No hay confianza ciudadana que resista la dilación electoral. Ese complicado panorama es el que vivió Ecuador, luego que el pasado 7 de mayo celebrara un referendo y consulta popular, y los resultados definitivos se conocieron 12 días después.

La tardanza, junto con las inconsistencias e irregularidades detectadas en el cómputo de 7 mil urnas -la cantidad de votos no coincidió con el de sufragantes-, así como que la información desprendida del conteo rápido del Consejo Nacional Electoral (CNE), redujera drásticamente la proyección del sondeo a boca de urna, retrataron a la perfección, el perjuicio que puede dejar en los electores, el escrutinio manual.

Ecuador posee un sistema electoral 100% manual, cuyo proceso de escrutinio está siendo cuestionado. Foto: noticias365.com.ve

Ecuador cuenta con un sistema electoral 100% manual, que de manera progresiva ha dado muestras de agotamiento en mantener la pulcritud del proceso, y además brindar la garantía de que cada voto ejercido por los ciudadanos sea fielmente contado. La clase política, de todos los bandos, ha expresado su insatisfacción por la forma cómo se ha cumplido el conteo de sufragios, e incluso ha sembrado dudas sobre la veracidad de los resultados.

Ejemplos sobran, la noche del referendo el presidente de Ecuador, Rafael Correa a pesar de proclamar la victoria absoluta en las 10 preguntas consultadas precisando que el “Sí” obtuvo 62% de los votos, contra un 38% del “No“, acusó a varios tribunales provinciales de “manipular el ingreso de actas”. A su vez, Clever Jiménez, asambleísta del partido indígena Pachakutik, destacó que le preocupaba el recuento porque desconfíaba del CNE, al señalarlo de estar bajo la influencia del Ejecutivo.

Inconsistencias obligaron a recontar 7 mil urnas, lo que provocó un retraso de 12 días para conocer resultados definitivos. Foto: wveatv.com

Desde ese momento y hasta 12 días después, los dimes y diretes estuvieron a la orden del día. Mientras, los resultados dictaban que el “Sí” ganaba en ocho preguntas, pero no con la holgada diferencia esgrimida por el mandatario, en las otras dos interrogantes, que eran las más polémicas, porque pedían la habilitación para reformar el poder judicial y regular la prensa, la diferencia era mínima en unos momentos, y en otros, el “No” tomaba la delantera.

Aunque el “Sí” resultó vencedor, el informe emitido por la Organización de Estados Americanos (OEA), uno de los organismos multilaterales que actuó como observador de la consulta popular, reza que “no tenemos ninguna evidencia de un fraude, lo que sí tenemos (es) evidencia de ineficiencias notables en el escrutinio”.

Los hechos ocurridos durante las dos semanas, no pudieron ser más elocuentes para todo el país.
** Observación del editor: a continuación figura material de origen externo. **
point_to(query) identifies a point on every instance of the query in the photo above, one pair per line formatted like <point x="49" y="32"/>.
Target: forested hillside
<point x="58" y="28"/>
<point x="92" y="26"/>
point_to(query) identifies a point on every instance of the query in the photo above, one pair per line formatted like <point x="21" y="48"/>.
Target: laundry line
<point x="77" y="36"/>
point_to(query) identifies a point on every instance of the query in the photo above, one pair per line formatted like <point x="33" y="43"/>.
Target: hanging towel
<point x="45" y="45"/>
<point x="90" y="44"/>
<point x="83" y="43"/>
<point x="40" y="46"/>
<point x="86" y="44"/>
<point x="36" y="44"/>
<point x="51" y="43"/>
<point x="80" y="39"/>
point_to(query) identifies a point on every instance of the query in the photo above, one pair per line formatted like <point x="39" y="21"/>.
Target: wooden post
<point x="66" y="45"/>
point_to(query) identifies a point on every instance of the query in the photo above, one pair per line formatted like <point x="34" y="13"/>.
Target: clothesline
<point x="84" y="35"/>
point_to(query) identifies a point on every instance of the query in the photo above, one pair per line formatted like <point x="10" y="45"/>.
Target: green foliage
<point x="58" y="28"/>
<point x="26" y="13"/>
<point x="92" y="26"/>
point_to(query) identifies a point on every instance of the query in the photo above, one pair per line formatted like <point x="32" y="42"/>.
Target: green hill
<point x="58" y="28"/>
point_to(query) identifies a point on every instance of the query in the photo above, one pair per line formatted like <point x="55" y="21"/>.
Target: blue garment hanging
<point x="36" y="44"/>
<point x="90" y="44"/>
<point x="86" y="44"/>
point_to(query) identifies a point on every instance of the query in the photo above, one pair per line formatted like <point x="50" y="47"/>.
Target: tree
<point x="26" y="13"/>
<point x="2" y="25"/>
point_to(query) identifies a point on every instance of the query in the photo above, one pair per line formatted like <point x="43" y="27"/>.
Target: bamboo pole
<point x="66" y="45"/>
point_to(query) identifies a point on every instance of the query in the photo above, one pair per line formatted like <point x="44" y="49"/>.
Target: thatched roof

Sin embargo, la necesidad de proveer al Ecuador de un sistema electoral moderno que permita comicios rápidos, limpios y seguros, no estuvo entre los temas que los actores políticos debatieron en medio de la crispación.

Es allí, cuando la ciudadanía debe tomar la palabra. La reforma del sistema electoral, es un mandato legal desde 2008, e incluso ese año llegó a ser considerada la adopción de la tecnología que emplea Venezuela, provista por Smartmatic, para tecnificar parcialmente el sufragio, pero hasta ahora, la necesidad de transformar no ha ido de la mano con la voluntad.

El referendo puede ser una lección para Ecuador, y en el futuro cercano, sabremos sí el país está dispuesto a asumir lo aprendido para impulsar el cambio.